Выступление дрессированных слонов было кульминацией представления. После них шли еще какие-то номера, но Санька уже невнимательно смотрел на эти трюки. Ему было ужасно жалко слоненка, который плакал, когда его тыкали острым гвоздиком и он должен был вставать на задние ноги. Эта жестокая несправедливость по отношению к маленькому животному потрясла его. Дрессировщик оказался дешевым обманщиком, который пользовался тем, что зрители не могли разглядеть острый конец его палки, что никто не видел со своих мест, что у него на палке гвоздь, обыкновенный гвоздь!

Домой они с отцом возвращались в четыре часа. Над Москвой раскинулось прохладное летнее небо. На улицах усиливалось движение. Людей стало больше в метро и на площади трех вокзалов. В электричке ехали молча. Всю дорогу Санька молчал и смотрел в окно электрички.

– Ну как? – наконец спросил отец.

– Пап, а почему он тыкал его гвоздиком?

Отец вздохнул и пожал плечами.

– Я ненавижу цирк!!!

Тряпка

– Славка!

– Что?

– Сходи за отцом, пусть домой идет, хватит по друзьям шляться! – крикнула Ленка сыну. – Он у Петра Андреича, в соседнем доме, квартира двадцать шесть.

– Ла-адно…

Славке было пять лет. Валерка, Славкин отец, жил у меня уже третий день. Это было утро воскресенья. Последнее время они часто ругались с Ленкой, вдрызг и до драки. Так что Валерка постоянно у меня ночевал, и мы, по старой мужской традиции, заливали его обиды пивом, водкой или чем было у меня на тот момент. Ему сорок, мне сорок два, Ленке тридцать шесть. И когда-то, когда и я еще был женат, мы дружили семьями, вместе ходили на шашлыки на майские и все такое прочее. Теперь же Валерка использовал мою жилплощадь как убежище.

 

– Как она меня достала! Нет, ты не представляешь, как она меня зае…ла. Видеть ее не могу. Все – развод!!! – зло гремел на всю кухню Валерка.

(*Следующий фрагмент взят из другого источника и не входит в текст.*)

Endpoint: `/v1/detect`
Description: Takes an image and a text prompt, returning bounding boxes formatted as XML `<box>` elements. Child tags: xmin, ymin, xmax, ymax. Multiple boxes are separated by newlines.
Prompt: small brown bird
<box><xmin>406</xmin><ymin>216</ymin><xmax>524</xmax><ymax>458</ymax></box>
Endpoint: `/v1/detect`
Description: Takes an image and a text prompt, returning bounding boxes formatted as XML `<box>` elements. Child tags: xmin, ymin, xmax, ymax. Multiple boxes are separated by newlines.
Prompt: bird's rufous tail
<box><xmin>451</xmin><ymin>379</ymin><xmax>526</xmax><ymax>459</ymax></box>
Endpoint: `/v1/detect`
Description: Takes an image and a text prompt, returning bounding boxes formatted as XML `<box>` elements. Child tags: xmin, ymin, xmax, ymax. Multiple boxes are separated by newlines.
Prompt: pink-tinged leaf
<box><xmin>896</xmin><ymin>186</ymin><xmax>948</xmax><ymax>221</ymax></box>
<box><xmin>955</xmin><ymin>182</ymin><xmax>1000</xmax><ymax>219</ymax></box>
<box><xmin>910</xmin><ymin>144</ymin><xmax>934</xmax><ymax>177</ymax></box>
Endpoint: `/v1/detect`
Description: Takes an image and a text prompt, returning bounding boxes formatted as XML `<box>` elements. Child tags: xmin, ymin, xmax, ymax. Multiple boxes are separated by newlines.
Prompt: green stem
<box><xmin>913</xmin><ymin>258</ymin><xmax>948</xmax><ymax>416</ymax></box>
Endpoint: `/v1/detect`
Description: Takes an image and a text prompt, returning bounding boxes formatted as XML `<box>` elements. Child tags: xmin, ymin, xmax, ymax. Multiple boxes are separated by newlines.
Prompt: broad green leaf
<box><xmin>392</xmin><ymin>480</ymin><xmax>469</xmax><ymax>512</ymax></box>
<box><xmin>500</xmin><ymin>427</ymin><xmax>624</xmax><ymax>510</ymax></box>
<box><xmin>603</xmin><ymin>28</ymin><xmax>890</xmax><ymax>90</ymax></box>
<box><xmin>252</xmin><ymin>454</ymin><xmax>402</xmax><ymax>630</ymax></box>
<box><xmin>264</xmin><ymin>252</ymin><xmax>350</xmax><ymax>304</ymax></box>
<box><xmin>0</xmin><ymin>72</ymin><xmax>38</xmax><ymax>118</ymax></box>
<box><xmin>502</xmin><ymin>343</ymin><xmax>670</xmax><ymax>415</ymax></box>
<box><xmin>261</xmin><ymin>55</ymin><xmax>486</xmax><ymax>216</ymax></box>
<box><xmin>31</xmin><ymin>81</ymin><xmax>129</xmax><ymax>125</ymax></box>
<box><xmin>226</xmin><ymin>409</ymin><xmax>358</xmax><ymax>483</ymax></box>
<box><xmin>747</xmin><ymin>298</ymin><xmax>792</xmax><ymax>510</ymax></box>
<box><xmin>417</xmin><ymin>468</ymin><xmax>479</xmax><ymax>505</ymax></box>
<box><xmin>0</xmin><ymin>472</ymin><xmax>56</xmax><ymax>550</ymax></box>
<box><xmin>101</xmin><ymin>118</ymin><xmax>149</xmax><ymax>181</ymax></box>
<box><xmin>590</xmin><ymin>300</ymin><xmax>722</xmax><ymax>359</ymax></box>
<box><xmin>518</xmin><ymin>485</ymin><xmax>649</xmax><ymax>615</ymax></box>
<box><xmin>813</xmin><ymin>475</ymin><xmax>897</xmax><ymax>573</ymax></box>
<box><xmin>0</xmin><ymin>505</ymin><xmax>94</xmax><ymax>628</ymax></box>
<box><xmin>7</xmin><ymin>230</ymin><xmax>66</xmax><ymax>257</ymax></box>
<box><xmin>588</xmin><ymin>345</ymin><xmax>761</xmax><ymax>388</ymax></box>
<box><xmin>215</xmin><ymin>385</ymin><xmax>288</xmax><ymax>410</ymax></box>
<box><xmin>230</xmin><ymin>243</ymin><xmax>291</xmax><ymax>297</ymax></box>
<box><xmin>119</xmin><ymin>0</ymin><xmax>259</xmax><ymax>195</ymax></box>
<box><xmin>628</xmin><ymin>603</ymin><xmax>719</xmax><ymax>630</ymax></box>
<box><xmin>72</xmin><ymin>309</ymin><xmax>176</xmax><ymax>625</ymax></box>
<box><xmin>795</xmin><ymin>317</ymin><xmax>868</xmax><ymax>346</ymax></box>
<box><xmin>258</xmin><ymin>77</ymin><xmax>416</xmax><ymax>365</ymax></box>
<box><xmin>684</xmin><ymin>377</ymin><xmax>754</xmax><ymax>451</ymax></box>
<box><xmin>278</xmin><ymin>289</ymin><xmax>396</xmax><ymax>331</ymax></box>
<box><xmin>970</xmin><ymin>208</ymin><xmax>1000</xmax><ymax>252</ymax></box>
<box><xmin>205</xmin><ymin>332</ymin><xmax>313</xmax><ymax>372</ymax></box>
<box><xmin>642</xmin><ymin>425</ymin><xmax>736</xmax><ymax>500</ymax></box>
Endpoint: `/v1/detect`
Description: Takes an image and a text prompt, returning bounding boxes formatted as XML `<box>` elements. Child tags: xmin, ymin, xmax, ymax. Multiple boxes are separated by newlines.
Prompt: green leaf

Мы безвылазно сидели у меня дома, наверное, уже вторые сутки и разговаривали, в основном о том, какие бабы дуры, как они, сволочи, нас не понимают.

– Она, сука, представляешь, мне говорит: «Пошел вон»! Это мне, мне-е-е!

Он поднял указательный палец у меня перед носом.

На столике в моей тесной кухоньке стояли пивные бутылки, кучками валялась чешуя воблы, припасенной еще с лета… Была там и пара бутылок водки. Духан стоял от сухой рыбы и пивных паров на всю квартиру.

– Вот ты… – Петр сдвинул широкие мощные плечи, а был он метр девяносто ростом, весом под сто килограммов и едва умещался на моей старенькой табуретке. – Вот ты же разошелся со своей мегерой, ведь она же тебя так достала, значит, до печенок! – взял он меня за горло широкой лапой.

– Правильно, – говорю я. – Мужик… – и убрал со своего горла его руку. Надо сказать, что приняли мы изрядно и соображали с трудом. Мы глотнули еще пива.

– Дети… – проговорил Валерка, смочив горло. – Дети, главное, это видят и слышат, как она мне, мне-е-е, такое говорит. – И он грохнул ладонью по столу. Бутылки от удара звонко подпрыгнули.

– Мужик! Ты прав! Валера, ты должен решить это раз и навсегда!

Что решить, я, честно говоря, сам не понимал уже. Но считал своим долгом поддержать и хоть как-то успокоить друга.

– Хочешь, прямо щас оставайся у меня и живи сколько хочешь? Вот прям щас…

– Не-е-ет, нет, – мотнул он головой. – Нет! Я так уйду, я так хлопну дверью, бл…ть, сука, она меня еще вспомнит… Вспо-о-омнит!

Тут в проеме кухонной двери появился Славка.

– Дядя Петя, чего у вас дверь нараспашку? – недоуменно спросил мальчик. – Пап, мамка сказала, чтобы ты домой шел, нечего по друзьям шляться.

Мы с Валеркой сначала уставились на него.

– Воблу будешь? – спросил я.

– Буду, – ответил Славка.

– Проходи, садись.

Валерка молча, грозный, как туча, одним движением руки сдвинул пустые бутылки на другой край стола и освободил место Славке. Славка сел на табуретку, и я дал ему своего, наполовину лущенного леща. Он взял его левой ручкой и стал, обсасывая, грызть вкусную сухую рыбину.

Я продолжал:

– Вот, вот ты тряпка, она же об тебя ноги вытирает! Ну мужик ты, в конце концов, или не мужик? Поставь свою бабу на место!

– Пап, а как это – поставить бабу на место? – спросил любопытный Славик. – Пап, а наша мама – баба? Где ее место?

Тут Валерка посмотрел на сына мутным взглядом. Повисла пауза. Валерка что-то про себя соображал.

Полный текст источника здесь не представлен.